Article publié le 17 août 2016 sur le compte LinkedIn de l’auteur
Je présente dans ce deuxième article (le 1er article peut être lu ici) mon point de vue et mes propositions qui restent subjectifs et qui sont inspirées de mon humble expérience étant ancien président d’une association d’ingénieurs (l’AIENSIAS), ancien président du comité administratif du SNIM et membre de l’UNIM congressiste lors du 6ème congrès de celle ci. J’ai également eu des contacts avec les ordres dans d’autres pays comme le Canada et l’Arabie Saoudite.
De part cette expérience je dois dire que pour réussir toute stratégie en vue de l’organisation du métier et la construction de l’ordre on doit d’abord passer par l’unification des efforts et l’abnégation au delà et au dessus de toute appartenance politique ou idéologique. Je ne parle pas ici de l’unification organisationnelle qui est difficile et restera un voeux pieux mais l’unification dans l’action sur les sujets de consensus. Ceci est valable pour l’UNIM et le SNIM mais également pour les associations de lauréats et les autres association d’ingénieurs.
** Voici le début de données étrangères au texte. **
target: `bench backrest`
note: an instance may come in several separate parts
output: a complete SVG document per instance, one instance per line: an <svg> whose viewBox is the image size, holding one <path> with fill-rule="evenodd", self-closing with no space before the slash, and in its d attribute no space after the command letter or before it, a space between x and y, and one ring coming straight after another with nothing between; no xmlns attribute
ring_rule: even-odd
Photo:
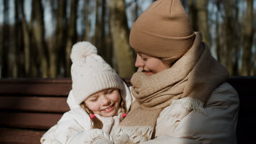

Pourquoi a-t-on besoin d’un ordre pour les ingénieurs?
Avant d’avancer dans les détails des principes et proposition je reviens sur le pourquoi de l’ordre. Plusieurs avis négatifs sont émis par rapport à l’organisation du métier et qui puisent souvent dans les arguments suivants:
- L’ordre n’a d’intérêt que pour les professions libérales (tels que les médecins, pharmaciens, architectes ou topographes…etc) puisque ces métiers ne sont pas régis par des statuts existants (Statut de la fonction publique ou code de travail)
- Un ordre est une manière de limiter le nombre de personnes qui accèdent au titre d’ingénieurs en installant un corporatisme qui va à l’encontre des ambitions des jeunes et du pays et qui est contradictoire avec les principes d’égalité et de liberté.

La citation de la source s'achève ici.